The lot of the art teacher, as we all know, is not altogether an enviable one; but there are occasional compensations for the devotion of the best years of his life and energies to the instruction of youth, which must go far toward making the instructor forget all the drawbacks. Undoubtedly this was so in the case of the teacher of architecture at the Royal Academy Schools, and of the Professor of Sculpture at the Royal College of Art, each of whom, during the past few weeks, has been the object of a remarkable demonstration of affectionate regard on the part of his pupils and admirers.

The occasion of the first of these demonstrations was that in honour of Mr. R. Phene Spiers, and Professor Lanteri was conspicuously identified with it as sculptor of the classically designed and admirably modelled plaque - or medallion, as it is called - which was, perhaps, the most notable feature of the presentation. In regard to the photograph of this beautiful work, which we reproduce on another page, it will be noticed that it was taken before lettering. It is therefore well to say that, on the obverse, the name of the recipient and his calling are inscribed across the extreme top of the plaque - the lettering divided by the crown of the head - and in the cartouche at the bottom are the words: "A Record of the Esteem of his Pupils, Colleagues, and Friends," while on the reverse, occupying two lines at the top of the plaque, is the following: "The greatest trust between man and man is the trust of giving counsel."

Professor Beresford Pite made the presentation of the larger plaque - the original model - and Mr. Guy Dawber, president of the Architectural Association, presented the reduction in silver, which was done in Paris, where they excel in such work.

Professor Lethaby then handed Mr. Spiers a volume of the latter's collected essays, which had been got together for the occasion, and printed with remarkable expedition, under great pressure, by Mr. B. T. Batsford.

A collection of books was given by former Royal Academy students, and Mr. Pascal presented a commemorative medal, struck in honour of Mr. Spiers by the Societe Centrale des Architectes Francais. He also presented a contribution of books from the Atelier Blouet-Gilbert-Questal-Pascal, Paris.

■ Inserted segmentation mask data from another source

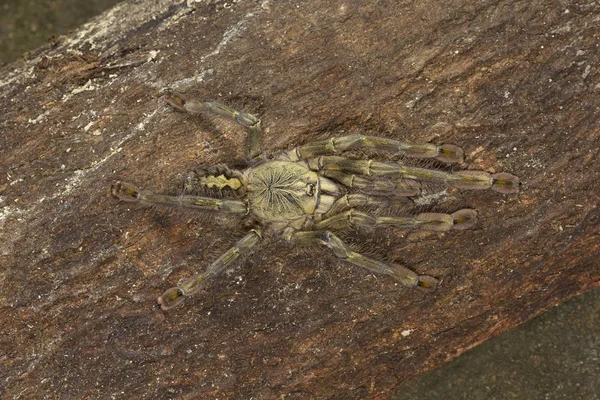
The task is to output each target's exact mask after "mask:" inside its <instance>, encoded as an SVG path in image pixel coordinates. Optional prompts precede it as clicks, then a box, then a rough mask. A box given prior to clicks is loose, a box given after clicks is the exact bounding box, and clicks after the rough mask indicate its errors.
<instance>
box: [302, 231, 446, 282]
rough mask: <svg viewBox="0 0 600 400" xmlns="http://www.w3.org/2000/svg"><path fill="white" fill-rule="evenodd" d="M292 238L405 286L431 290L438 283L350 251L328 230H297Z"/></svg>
mask: <svg viewBox="0 0 600 400" xmlns="http://www.w3.org/2000/svg"><path fill="white" fill-rule="evenodd" d="M292 240H293V241H294V243H295V244H297V245H299V246H325V247H327V248H328V249H330V250H331V252H332V253H333V254H334V255H335V256H336V257H337V258H339V259H341V260H344V261H347V262H349V263H351V264H354V265H357V266H359V267H362V268H365V269H367V270H369V271H371V272H374V273H377V274H386V275H390V276H391V277H393V278H395V279H397V280H398V281H399V282H400V283H401V284H402V285H403V286H406V287H417V288H419V289H422V290H425V291H432V290H434V289H435V288H436V286H437V283H438V281H437V279H435V278H433V277H431V276H428V275H418V274H416V273H415V272H414V271H411V270H409V269H408V268H405V267H403V266H401V265H399V264H392V265H388V264H386V263H384V262H381V261H378V260H375V259H373V258H370V257H366V256H364V255H362V254H359V253H357V252H355V251H352V250H351V249H350V248H349V247H348V246H347V245H346V243H344V242H343V241H342V240H341V239H340V238H339V237H337V236H336V235H335V234H333V233H332V232H330V231H299V232H295V233H294V234H293V235H292Z"/></svg>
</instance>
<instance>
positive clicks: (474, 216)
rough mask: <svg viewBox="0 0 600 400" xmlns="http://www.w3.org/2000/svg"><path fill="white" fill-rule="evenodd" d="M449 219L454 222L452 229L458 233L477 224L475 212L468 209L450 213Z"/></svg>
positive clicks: (476, 217) (476, 220) (471, 227)
mask: <svg viewBox="0 0 600 400" xmlns="http://www.w3.org/2000/svg"><path fill="white" fill-rule="evenodd" d="M451 217H452V219H453V220H454V225H453V226H452V229H455V230H458V231H462V230H465V229H469V228H472V227H473V226H475V224H476V223H477V211H475V210H473V209H470V208H464V209H462V210H458V211H456V212H454V213H452V214H451Z"/></svg>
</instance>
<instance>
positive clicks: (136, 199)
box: [110, 181, 248, 215]
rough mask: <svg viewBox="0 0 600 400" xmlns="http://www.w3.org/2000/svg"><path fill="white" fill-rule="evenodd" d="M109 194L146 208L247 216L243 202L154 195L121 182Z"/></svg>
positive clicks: (245, 205) (229, 200) (118, 183)
mask: <svg viewBox="0 0 600 400" xmlns="http://www.w3.org/2000/svg"><path fill="white" fill-rule="evenodd" d="M110 193H111V195H112V196H113V197H115V198H117V199H119V200H123V201H130V202H136V203H140V204H144V205H147V206H153V205H162V206H170V207H176V208H177V207H182V208H188V209H195V210H214V211H222V212H226V213H232V214H243V215H245V214H248V204H246V203H245V202H243V201H239V200H228V199H213V198H210V197H201V196H188V195H183V196H168V195H164V194H155V193H152V192H148V191H140V190H139V189H138V188H137V187H136V186H135V185H132V184H130V183H126V182H121V181H116V182H114V183H113V184H112V185H111V187H110Z"/></svg>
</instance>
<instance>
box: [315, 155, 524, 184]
mask: <svg viewBox="0 0 600 400" xmlns="http://www.w3.org/2000/svg"><path fill="white" fill-rule="evenodd" d="M306 162H307V163H308V166H309V168H311V169H312V170H315V171H330V170H331V171H341V172H344V173H347V174H349V173H354V174H359V175H367V176H384V177H390V178H395V179H414V180H420V181H431V182H442V183H445V184H446V185H448V186H450V187H454V188H457V189H492V190H494V191H496V192H500V193H516V192H518V191H519V178H517V177H516V176H514V175H511V174H507V173H498V174H490V173H488V172H485V171H457V172H446V171H437V170H432V169H426V168H417V167H410V166H406V165H403V164H401V163H384V162H380V161H375V160H355V159H352V158H348V157H341V156H320V157H315V158H310V159H307V160H306Z"/></svg>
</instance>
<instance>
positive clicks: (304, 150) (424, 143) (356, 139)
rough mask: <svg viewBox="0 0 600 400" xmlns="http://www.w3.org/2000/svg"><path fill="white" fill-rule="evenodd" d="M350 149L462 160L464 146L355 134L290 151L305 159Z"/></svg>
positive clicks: (349, 149) (442, 159) (294, 156)
mask: <svg viewBox="0 0 600 400" xmlns="http://www.w3.org/2000/svg"><path fill="white" fill-rule="evenodd" d="M349 150H379V151H386V152H389V153H392V154H402V155H406V156H408V157H418V158H435V159H437V160H440V161H444V162H447V163H460V162H462V161H463V157H464V153H463V150H462V149H461V148H460V147H458V146H455V145H453V144H442V145H437V144H434V143H420V144H415V143H408V142H401V141H399V140H394V139H388V138H382V137H377V136H367V135H362V134H353V135H347V136H340V137H334V138H330V139H325V140H317V141H313V142H309V143H306V144H304V145H302V146H298V147H295V148H293V149H292V150H290V151H288V152H287V155H288V156H289V157H290V158H291V159H292V160H304V159H307V158H313V157H316V156H321V155H331V154H336V153H340V152H344V151H349Z"/></svg>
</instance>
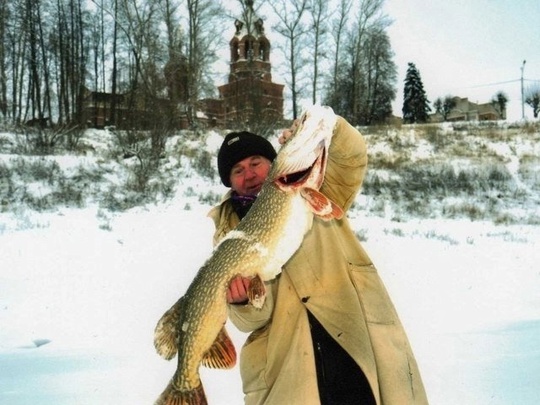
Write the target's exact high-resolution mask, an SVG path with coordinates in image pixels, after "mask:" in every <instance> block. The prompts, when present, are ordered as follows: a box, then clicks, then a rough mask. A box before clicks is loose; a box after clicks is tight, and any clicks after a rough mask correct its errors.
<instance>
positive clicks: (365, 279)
mask: <svg viewBox="0 0 540 405" xmlns="http://www.w3.org/2000/svg"><path fill="white" fill-rule="evenodd" d="M349 272H350V274H351V278H352V281H353V283H354V286H355V288H356V291H357V293H358V298H359V299H360V302H361V304H362V308H363V310H364V314H365V316H366V321H367V322H368V323H372V324H380V325H393V324H395V323H396V321H397V315H396V311H395V309H394V305H393V304H392V301H391V300H390V296H389V295H388V292H387V291H386V288H385V286H384V284H383V282H382V280H381V278H380V277H379V274H378V273H377V270H376V269H375V266H374V265H373V264H369V265H356V264H352V263H349Z"/></svg>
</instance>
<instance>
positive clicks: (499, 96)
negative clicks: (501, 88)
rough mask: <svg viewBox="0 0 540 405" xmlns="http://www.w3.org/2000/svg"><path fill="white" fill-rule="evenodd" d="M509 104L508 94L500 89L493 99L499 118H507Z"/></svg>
mask: <svg viewBox="0 0 540 405" xmlns="http://www.w3.org/2000/svg"><path fill="white" fill-rule="evenodd" d="M507 104H508V96H507V95H506V93H505V92H503V91H498V92H497V93H496V94H495V95H494V96H493V98H492V99H491V105H492V106H493V107H494V108H495V110H496V111H497V113H498V114H499V118H502V119H505V118H506V105H507Z"/></svg>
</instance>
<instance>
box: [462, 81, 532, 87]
mask: <svg viewBox="0 0 540 405" xmlns="http://www.w3.org/2000/svg"><path fill="white" fill-rule="evenodd" d="M520 81H521V79H514V80H507V81H505V82H495V83H486V84H478V85H475V86H468V87H465V88H467V89H475V88H478V87H490V86H499V85H501V84H508V83H515V82H520Z"/></svg>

The second presentation was in honour of Professor Lanteri, and that distinguished artist received, on the occasion of the completion of his twenty-fifth year at the Royal College of Art, such an ovation as he can, certainly, never forget. The class-rooms of the modelling school, which were draped and decorated with much taste, were filled to overflowing with an enthusiastic gathering of the Professor's pupils past and present, and a host of other friends. Mr. A. Spencer, principal of the College, presided. Letters of congratulation were read from Auguste Rodin, General Baden-Powell, and Mr. Spiel-man. Mr. Alfred Drury, on behalf of the students, read to the Professor a short address, and Miss Dorothy Rope and Miss Maggie Richardson, the youngest pupils of the school, then, on behalf of past and present pupils, presented several portfolios containing the Autotype Company's reproductions of drawings by Alfred Stevens and the Holbein drawings at Windsor Castle. To Mrs. Lanteri was presented a silver bowl full of roses. Mr. Alfred Gilbert, R.A., one of the Professor's oldest pupils and his devoted friend, addressed him in terms at once admirably humorous and pathetic. Professor Lanteri returned thanks in a very modest and charming speech, and the walls fairly resounded with huzzas, followed by the singing of "For He's a Jolly Good Fellow."

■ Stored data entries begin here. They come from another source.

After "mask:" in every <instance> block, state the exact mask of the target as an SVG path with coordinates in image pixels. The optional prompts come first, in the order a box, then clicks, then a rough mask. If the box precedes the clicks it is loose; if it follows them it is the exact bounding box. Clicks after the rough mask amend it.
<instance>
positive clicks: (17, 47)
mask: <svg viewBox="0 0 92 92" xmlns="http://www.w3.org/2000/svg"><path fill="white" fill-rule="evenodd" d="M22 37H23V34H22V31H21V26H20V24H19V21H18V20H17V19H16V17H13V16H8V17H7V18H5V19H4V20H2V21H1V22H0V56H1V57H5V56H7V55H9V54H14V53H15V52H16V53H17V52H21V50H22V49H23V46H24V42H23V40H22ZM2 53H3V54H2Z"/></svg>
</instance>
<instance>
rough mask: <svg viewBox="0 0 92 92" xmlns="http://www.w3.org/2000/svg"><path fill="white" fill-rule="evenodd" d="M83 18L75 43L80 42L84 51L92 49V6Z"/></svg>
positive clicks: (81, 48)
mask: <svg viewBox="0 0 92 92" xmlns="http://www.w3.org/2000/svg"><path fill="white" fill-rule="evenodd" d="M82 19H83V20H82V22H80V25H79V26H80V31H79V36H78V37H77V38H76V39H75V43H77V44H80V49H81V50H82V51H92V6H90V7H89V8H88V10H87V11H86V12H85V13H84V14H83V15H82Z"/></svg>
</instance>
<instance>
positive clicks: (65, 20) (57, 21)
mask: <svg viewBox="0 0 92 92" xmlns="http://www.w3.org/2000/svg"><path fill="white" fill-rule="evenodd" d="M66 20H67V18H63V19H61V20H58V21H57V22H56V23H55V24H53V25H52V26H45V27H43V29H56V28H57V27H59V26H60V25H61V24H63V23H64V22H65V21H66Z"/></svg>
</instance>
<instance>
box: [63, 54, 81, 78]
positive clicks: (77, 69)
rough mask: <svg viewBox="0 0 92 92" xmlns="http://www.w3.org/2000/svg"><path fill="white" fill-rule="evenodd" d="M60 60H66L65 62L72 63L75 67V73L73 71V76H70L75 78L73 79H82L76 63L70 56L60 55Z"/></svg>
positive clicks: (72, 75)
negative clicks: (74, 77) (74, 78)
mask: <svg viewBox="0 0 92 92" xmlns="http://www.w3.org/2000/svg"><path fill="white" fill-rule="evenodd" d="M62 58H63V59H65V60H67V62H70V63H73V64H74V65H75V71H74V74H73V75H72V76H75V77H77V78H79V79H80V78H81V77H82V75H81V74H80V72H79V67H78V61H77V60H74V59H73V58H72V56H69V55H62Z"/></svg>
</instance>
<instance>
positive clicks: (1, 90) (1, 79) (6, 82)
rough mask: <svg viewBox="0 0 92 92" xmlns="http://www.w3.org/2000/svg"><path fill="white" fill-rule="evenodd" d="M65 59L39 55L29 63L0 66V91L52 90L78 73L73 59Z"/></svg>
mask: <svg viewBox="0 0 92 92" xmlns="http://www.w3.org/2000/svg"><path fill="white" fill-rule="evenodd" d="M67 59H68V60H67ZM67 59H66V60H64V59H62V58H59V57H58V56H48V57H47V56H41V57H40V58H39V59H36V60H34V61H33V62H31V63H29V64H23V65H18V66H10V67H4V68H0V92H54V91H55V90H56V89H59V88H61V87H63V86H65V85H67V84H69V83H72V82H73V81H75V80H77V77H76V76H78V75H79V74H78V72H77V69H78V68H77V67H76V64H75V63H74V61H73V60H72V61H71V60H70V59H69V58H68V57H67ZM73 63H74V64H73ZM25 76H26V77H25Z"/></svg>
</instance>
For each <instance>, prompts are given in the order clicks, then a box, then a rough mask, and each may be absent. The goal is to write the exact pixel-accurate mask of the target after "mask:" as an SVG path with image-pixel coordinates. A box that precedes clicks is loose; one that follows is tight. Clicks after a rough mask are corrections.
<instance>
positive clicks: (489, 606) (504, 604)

Arts And Crafts At Bristol

At an interesting exhibition of handicrafts, including metal and leather work, jewellery, carving, marquetry, pyrogravure, needlework, lace, and photography, held at the Berkeley Rooms, March 29, 30, and 31, demonstrations in various kinds of work were given by: - Mr. Harbutt (Bath), in modelling in plasticine; Mr. Williamson (Taunton), metal work; Miss M. E. James (Bath), leather work; Miss Mabel Butt, pyrogravure; Miss Willway, marquetry. Jewellery was shown by the Barnstaple Guild of Metal Workers, Mrs. Engelbach, and Bernard Cuzner; leatherwork and bookbinding by Miss Gull, Miss Pitt, Miss Hippisley, and Miss M. E. James. Mr. Frank Bell made a good display of wood-carving, and Miss Stathan (Cheddar), of marquetrv staining.

A "Home Arts and Crafts Exhibition" is to be held as Clevedon, Somerset, on May 23, 24, and 25. Applications for space (which must be made not later than the 16th of the month) should be addressed to Rev. E. A. Sanford, 18, Hallam-road, Clevedon.

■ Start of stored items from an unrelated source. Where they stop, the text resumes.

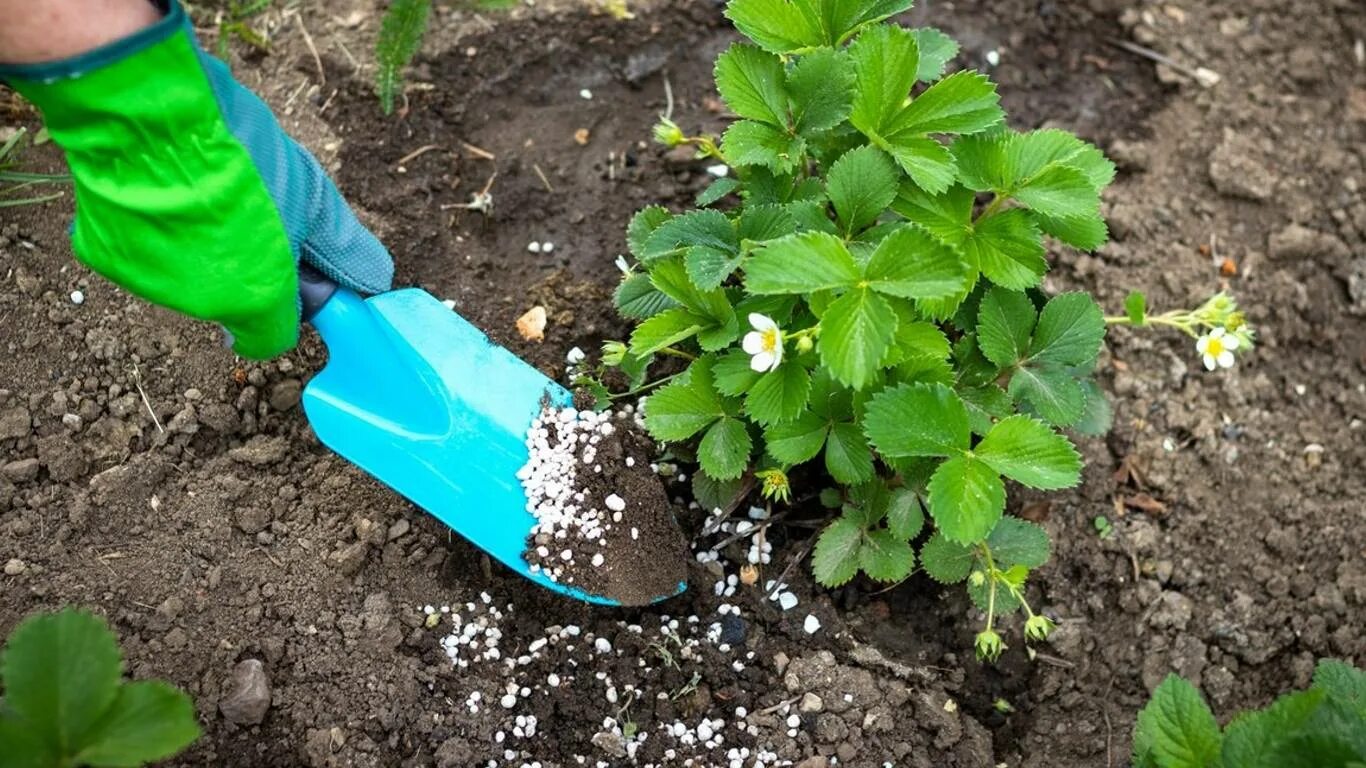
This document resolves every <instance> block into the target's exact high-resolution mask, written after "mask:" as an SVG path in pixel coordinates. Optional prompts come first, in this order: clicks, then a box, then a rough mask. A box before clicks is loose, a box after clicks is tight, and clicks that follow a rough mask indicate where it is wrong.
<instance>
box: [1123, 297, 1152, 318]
mask: <svg viewBox="0 0 1366 768" xmlns="http://www.w3.org/2000/svg"><path fill="white" fill-rule="evenodd" d="M1124 314H1127V316H1128V321H1130V323H1132V324H1134V325H1142V324H1145V323H1146V321H1147V297H1146V295H1143V291H1130V292H1128V295H1127V297H1124Z"/></svg>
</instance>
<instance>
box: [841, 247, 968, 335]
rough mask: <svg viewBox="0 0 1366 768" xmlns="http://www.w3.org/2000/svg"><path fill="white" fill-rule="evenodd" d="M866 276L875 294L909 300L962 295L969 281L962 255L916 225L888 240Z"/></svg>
mask: <svg viewBox="0 0 1366 768" xmlns="http://www.w3.org/2000/svg"><path fill="white" fill-rule="evenodd" d="M863 276H865V280H866V282H867V284H869V287H870V288H873V290H874V291H878V292H881V294H888V295H893V297H900V298H907V299H943V298H948V297H952V295H956V294H958V292H960V291H962V290H963V286H964V283H966V280H967V272H966V271H964V268H963V260H962V257H959V254H958V251H955V250H953V249H952V247H949V246H947V245H944V243H943V242H941V241H938V239H936V238H933V236H932V235H930V234H929V232H926V231H925V230H921V228H919V227H915V225H903V227H900V228H897V230H895V231H893V232H892V234H891V235H888V236H887V238H884V239H882V242H881V243H878V246H877V250H874V251H873V256H872V258H869V262H867V268H866V269H865V273H863ZM945 351H947V350H945ZM944 357H947V354H945V355H944Z"/></svg>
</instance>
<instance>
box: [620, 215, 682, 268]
mask: <svg viewBox="0 0 1366 768" xmlns="http://www.w3.org/2000/svg"><path fill="white" fill-rule="evenodd" d="M672 217H673V215H672V213H669V212H668V209H665V208H664V206H661V205H652V206H649V208H642V209H641V210H637V212H635V216H631V223H630V224H627V227H626V243H627V247H630V250H631V256H634V257H635V258H639V260H642V261H643V260H645V258H646V254H647V253H649V246H647V243H649V241H650V235H653V234H654V230H658V228H660V225H661V224H664V223H665V221H668V220H669V219H672Z"/></svg>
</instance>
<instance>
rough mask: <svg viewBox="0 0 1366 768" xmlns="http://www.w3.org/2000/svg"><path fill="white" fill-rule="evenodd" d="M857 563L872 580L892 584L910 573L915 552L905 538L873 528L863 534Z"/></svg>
mask: <svg viewBox="0 0 1366 768" xmlns="http://www.w3.org/2000/svg"><path fill="white" fill-rule="evenodd" d="M858 563H859V567H861V568H863V573H865V574H867V575H869V578H872V579H873V581H880V582H884V584H893V582H897V581H902V579H904V578H906V577H908V575H911V570H914V568H915V552H914V551H912V549H911V544H910V541H907V540H906V538H900V537H897V536H896V534H893V533H892V532H889V530H885V529H873V530H870V532H867V533H866V534H865V536H863V544H862V547H859V551H858Z"/></svg>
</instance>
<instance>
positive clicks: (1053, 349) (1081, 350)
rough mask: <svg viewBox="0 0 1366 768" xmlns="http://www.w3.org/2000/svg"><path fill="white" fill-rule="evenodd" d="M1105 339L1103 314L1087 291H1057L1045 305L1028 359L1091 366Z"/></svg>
mask: <svg viewBox="0 0 1366 768" xmlns="http://www.w3.org/2000/svg"><path fill="white" fill-rule="evenodd" d="M1104 339H1105V314H1104V313H1102V312H1101V307H1100V305H1097V303H1096V299H1093V298H1091V297H1090V294H1085V292H1081V291H1076V292H1070V294H1059V295H1056V297H1053V298H1052V299H1049V302H1048V303H1046V305H1044V310H1042V312H1040V313H1038V325H1035V327H1034V340H1033V342H1030V348H1029V358H1030V361H1031V362H1035V364H1041V365H1067V366H1075V368H1090V366H1093V365H1096V355H1098V354H1100V351H1101V342H1102V340H1104Z"/></svg>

At Mrs. Jopling's Art School, Logan-place, Earl's Court, there was recently an interesting exhibition of students' work, on which occasion Miss Postlethwaite, the very capable secretary, and Miss B. M. Bristowe, formerly connected with the school, also showed some interesting work in both oil and water colours. Mrs. Jopling will have arrived from India by the time this paragraph appears, and we hope there will be an early opportunity to see her studies of Oriental life.